É muito difícil saber por que um casal começa a brigar. Na maior parte das vezes nem as pessoas envolvidas conseguem perceber o motivo. Entretanto, o que menos importa é o tema da briga; por qualquer razão o rancor que existe e que se tenta negar escapa, sem controle.
As brigas também podem ser silenciosas. Caras, olhares, gestos, tons de voz, ironias disfarçadas, tudo tornando bem desagradável o dia-a-dia do casal e constrangendo quem está por perto. Alguns chegam ao ponto de, após anos de vida em comum, ir deixando de se falar. Mas ficam ali, juntos, sem nem pensar em separação. "Casamento é assim mesmo…", dizem.

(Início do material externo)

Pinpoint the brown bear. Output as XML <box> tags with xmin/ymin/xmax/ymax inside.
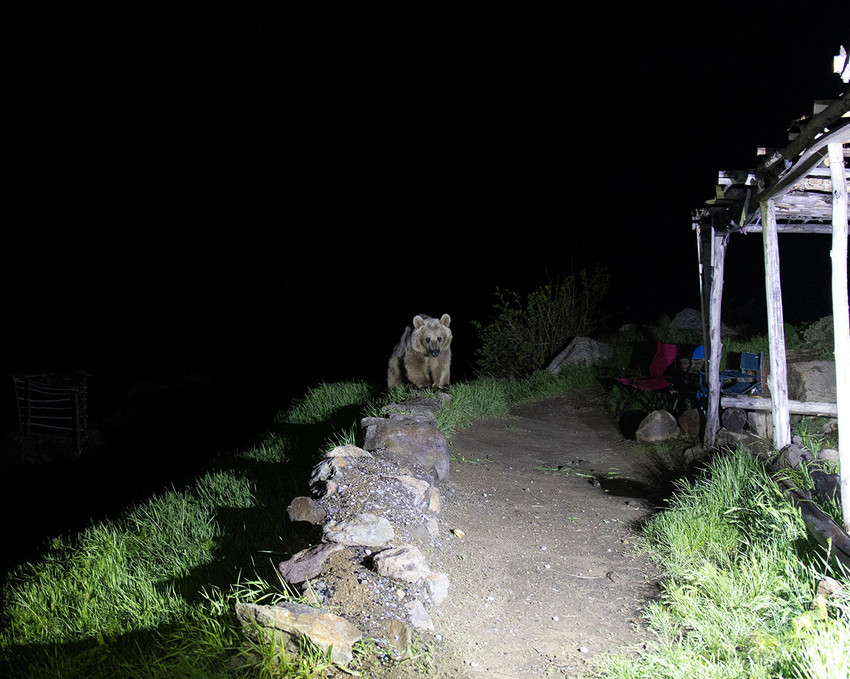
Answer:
<box><xmin>387</xmin><ymin>314</ymin><xmax>452</xmax><ymax>389</ymax></box>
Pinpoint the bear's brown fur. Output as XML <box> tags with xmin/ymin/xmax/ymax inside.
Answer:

No mundo ocidental há a ideia de que ninguém é inteiro, faltando um pedaço em cada um. Com o casamento, as pessoas imaginam que estarão de tal forma preenchidas, que nada mais vai lhes faltar. A ideia de ter enfim encontrado 'a pessoa certa', 'a alma gêmea', 'a outra metade', faz com que a satisfação das necessidades e carências pessoais seja vista como dever do parceiro.
Em pouco tempo o outro se torna insuportável, porque passa a ser visto como um poço de defeitos — os próprios e os que foram projetados nele pelo parceiro. Devido ao descompasso entre o que se esperava da vida a dois e a realidade, as frustrações vão se acumulando e, de forma inconsciente, gerando ódio.
Aquela ideia de que, ao casar, se tornariam um só, com todas as necessidades satisfeitas, já foi abandonada há muito tempo. O que restou foi um profundo rancor matrimonial, exercitado no dia-a-dia.
O psicoterapeuta Paulo Lemos aborda alguns aspectos interessantes no seu livro Educação Afetiva – porque as pessoas sofrem por amor. Para ele está na hora de aprendermos que convivência é um acontecimento básico e social, repousa em muitos outros conhecimentos que devemos adquirir à medida que nos desenvolvemos como seres humanos. Abaixo sintetizo alguns trechos.
Atualmente, as pessoas escolhem com quem querem conviver, livremente, se perguntarmos por que elegeram aquela pessoa pra conviver, talvez nos respondam que foi por amor. Contudo, essa escolha por amor não garante a boa convivência. Mais cedo ou mais tarde aparecem os problemas: sofrem enormes dificuldades sexuais, Vivem em atrito quase constante e se sentem infelizes e com a sensação de que há algo errado com elas ou com o outro.
Conviver pressupõe, hoje entendemos, educação afetiva. Pressupõe que conheçamos nossas próprias emoções, que saibamos de nossas limitações físicas, intelectuais, afetivas, econômicas, sociais, sexuais. Enfim para viver com outro precisamos saber de nós mesmos. O que podemos dizer é que estamos dispostos a dar e a aprender.
Precisamos amadurecer afetivamente ter consciência de que o outro, de fato, jamais poderá compreender inteiramente o que se passa dentro de nós nem valorizar as coisas da mesma maneira do que nós e que não há qualquer artifício que faça com que duas pessoas vejam e sintam de maneira idêntica um mesmo acontecimento.
Possuir um espaço próprio dentro de uma relação torna-se, então, uma questão de higiene – manutenção da saúde da relação. Como a maioria de nós foi educada para estar " grudado " no outro, quando intuitivamente um dos pares começa reivindicar um espaço maior para si parece que algo estranho está acontecendo. Surgem as fantasias de abandono.
Não é nada fácil viver no meio de constantes brigas. Educadores americanos começaram pela primeira vez, nos EUA, há mais ou menos 20 anos, a abordar a educação para amar, ou seja, a alfabetização emocional —, para ajudar os estudantes a aprenderem maneiras de ser e de se relacionar.
Essa educação está sendo introduzida lentamente no currículo escolar. Há escolas que ensinam seus alunos de literatura e história à empatia através do que chamam de "monólogos interiores", nos quais os estudantes são encorajados a pensar a partir da perspectiva dos diferentes personagens na história, na literatura e na vida.
Quem sabe poderíamos ter também escolas com disciplinas que ensinassem os alunos a se relacionar afetivamente?